Dev LabelCompany2009 Label Entity and Number Guidelines

Label Company Proposal 2009 -


Although this new system has the potential for more information to be
entered, one of the requirements is for it to offer a straightforward
system for submitters to use. As such, the guidelines need to be
straightforward and easy for the submitter.

The current label and cat# guidelines are somewhat long and imprecise,
mainly due to the transition between the old and new systems, but also
because of the need to define 'Label', and due to legacy rules regarding
catalog numbers.

The following is a rewrite of this section of the guidelines for the new
system, taking all this into account:


Labels and other Entities

This field is used for entering the label, record company, and other
companies, brands, and series information on the release.

If the required entity doesn't exist in Discogs, it will be created when
you submit.

Different Entities With The Same Name

For entities that share the same name, a number in parentheses should be
used, for example "LabelName", "LabelName (2), "LabelName (3)" etc.

Name Variation

Please check (using the search function) for slight variations in the
name (for example with or without 'Records' on the end).

For smaller 'independent' labels and companies, such a variation is
usually unintentional, so you can usually enter it using the Name
Variation function.

For larger 'major' labels and companies, any difference may be
significant, in terms of defining a separate branch, brand, or company.
These should be entered as on the release, unless there is proof that it
is a variation in the name of the exact same brand or company.

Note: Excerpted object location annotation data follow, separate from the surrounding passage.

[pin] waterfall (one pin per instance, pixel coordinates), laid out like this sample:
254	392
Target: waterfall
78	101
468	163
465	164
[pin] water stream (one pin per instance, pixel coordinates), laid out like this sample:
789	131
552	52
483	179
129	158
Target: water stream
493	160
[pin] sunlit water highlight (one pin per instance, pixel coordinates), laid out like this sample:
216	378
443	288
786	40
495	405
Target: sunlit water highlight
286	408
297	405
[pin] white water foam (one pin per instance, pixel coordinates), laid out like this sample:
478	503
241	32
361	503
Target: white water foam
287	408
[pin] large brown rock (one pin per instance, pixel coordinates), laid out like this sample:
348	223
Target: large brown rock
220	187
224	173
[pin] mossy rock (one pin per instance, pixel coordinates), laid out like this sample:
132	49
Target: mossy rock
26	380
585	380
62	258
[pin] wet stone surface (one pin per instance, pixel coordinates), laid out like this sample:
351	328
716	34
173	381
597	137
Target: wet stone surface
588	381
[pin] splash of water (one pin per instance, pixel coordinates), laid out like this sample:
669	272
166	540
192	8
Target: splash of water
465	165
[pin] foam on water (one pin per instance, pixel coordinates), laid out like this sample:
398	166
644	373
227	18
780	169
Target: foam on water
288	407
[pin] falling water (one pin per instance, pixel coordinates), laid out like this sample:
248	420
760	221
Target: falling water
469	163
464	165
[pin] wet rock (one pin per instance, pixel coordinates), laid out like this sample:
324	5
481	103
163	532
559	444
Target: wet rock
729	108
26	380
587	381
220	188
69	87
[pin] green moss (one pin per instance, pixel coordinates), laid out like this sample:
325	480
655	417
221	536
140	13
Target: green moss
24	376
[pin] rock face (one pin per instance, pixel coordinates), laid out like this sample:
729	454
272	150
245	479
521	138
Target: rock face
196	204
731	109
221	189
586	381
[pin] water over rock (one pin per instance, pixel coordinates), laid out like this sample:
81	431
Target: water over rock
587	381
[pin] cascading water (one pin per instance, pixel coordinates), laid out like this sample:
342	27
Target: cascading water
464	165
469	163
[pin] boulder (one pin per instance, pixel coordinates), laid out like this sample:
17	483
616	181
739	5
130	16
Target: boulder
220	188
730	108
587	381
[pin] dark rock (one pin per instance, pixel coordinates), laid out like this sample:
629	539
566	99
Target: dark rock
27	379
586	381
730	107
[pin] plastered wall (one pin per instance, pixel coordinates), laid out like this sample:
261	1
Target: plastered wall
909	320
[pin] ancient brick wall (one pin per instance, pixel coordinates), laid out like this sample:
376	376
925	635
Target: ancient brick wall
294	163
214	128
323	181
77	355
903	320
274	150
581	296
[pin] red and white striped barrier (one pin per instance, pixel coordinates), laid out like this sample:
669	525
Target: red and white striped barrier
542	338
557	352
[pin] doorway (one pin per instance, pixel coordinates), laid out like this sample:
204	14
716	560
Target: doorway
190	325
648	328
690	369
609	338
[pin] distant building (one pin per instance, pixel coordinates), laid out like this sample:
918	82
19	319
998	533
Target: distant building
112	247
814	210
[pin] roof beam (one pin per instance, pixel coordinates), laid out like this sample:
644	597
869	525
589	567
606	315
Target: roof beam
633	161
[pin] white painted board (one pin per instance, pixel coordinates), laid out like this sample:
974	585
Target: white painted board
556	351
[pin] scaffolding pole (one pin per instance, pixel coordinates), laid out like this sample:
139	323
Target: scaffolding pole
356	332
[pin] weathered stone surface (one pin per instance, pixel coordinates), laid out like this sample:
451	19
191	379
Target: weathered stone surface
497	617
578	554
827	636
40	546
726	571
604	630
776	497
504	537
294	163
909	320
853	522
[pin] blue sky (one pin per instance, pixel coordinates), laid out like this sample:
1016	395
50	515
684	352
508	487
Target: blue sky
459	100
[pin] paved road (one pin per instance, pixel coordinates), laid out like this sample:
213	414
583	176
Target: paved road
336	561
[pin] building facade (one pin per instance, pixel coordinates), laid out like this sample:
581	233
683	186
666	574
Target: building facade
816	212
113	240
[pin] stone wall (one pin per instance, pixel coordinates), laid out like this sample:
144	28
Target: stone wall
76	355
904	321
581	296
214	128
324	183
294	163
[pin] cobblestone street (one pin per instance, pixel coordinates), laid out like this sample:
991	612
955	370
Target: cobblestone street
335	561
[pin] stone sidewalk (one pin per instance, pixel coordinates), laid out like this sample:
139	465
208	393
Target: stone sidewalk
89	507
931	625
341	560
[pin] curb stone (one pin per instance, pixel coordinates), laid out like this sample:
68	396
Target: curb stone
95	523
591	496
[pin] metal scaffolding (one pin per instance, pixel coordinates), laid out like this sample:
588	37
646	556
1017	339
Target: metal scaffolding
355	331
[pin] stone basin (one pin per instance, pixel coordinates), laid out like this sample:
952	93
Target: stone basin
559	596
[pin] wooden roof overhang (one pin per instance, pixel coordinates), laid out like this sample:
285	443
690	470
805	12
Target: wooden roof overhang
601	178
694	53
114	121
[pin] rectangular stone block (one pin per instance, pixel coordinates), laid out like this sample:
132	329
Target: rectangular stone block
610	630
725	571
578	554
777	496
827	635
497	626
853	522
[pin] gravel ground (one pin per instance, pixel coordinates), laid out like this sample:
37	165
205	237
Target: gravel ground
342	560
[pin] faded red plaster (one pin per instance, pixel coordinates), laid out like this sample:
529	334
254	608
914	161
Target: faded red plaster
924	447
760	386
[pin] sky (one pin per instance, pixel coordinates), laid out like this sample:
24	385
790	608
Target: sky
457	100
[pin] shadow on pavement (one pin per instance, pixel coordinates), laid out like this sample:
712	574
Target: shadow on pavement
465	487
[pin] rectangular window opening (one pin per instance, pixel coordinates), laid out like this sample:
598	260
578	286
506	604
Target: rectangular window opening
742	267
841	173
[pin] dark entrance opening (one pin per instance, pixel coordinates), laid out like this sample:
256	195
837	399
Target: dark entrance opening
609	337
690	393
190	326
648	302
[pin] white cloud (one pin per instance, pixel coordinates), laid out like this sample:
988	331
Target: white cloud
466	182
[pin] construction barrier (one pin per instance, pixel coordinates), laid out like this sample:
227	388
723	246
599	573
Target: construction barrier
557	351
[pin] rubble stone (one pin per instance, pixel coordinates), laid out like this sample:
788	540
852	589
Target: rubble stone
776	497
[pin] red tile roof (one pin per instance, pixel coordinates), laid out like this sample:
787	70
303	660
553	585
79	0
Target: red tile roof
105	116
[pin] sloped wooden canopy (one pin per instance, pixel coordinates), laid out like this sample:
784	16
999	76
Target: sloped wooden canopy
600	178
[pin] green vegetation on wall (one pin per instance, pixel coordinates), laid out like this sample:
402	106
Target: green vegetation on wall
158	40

For example; "EMI Records Ltd" and "EMI Records Limited" are the same
company and should be listed using the Name Variation function, whereas
EMI Music Australia Pty Ltd is a separate company and should be entered
on its own page. These companies will probably appear on a release along
with the label (for example, 'EMI'), which should be added as a separate

The responsibility is on the user wishing to combine label or company
names to provide proof that the entity they are trying to combine is
indeed one and the same. For example, external links to official or
otherwise verifiable sites, and citations from printed texts, must be
provided. If in doubt, please do not use Name Variations.

No Label (Not On Label)

Releases which have no discernible label or record company, such as
self-released albums, limited edition tour merchandise, white labels,
bootlegs, etc. should be listed under the "Not On Label" meta-label.
Before choosing Not On Label, please check for any catalog number or
other markings that could associate a release with a particular label,
or labels. Often, white label records can be tied back to a label by the
catalog numbers found in the run-out grooves, and some CDs with limited
information present might include a label logo, if no catalog number is
clearly present.

Not On Label page has grown along with the rest of Discogs, and
pseudo-labels have been created to gather distinct series of releases
without labels. The most common groupings are based on similar content
and catalog numbers, and by artist.

The original naming scheme for these pseudo-labels was
'Series/ArtistName' (White), implying that the associated releases were
white labels. As not all releases of these sorts are white labels, a
more common naming scheme is now recommended:

  • Not On Label (ArtistName) -- for unofficial releases containing
    music by a certain artist
  • Not On Label (ArtistName Self-released) -- for music released
    specifically by an artist, as found on tours and sold via personal
  • Not On Label (SeriesName Series) -- for material with a clear
    pattern but no actual label name associated, like sequential catalog
    numbers and similar content, or the inclusion of an email address

Catalog and other Numbers

Discogs allows us to enter all the numbers on a release.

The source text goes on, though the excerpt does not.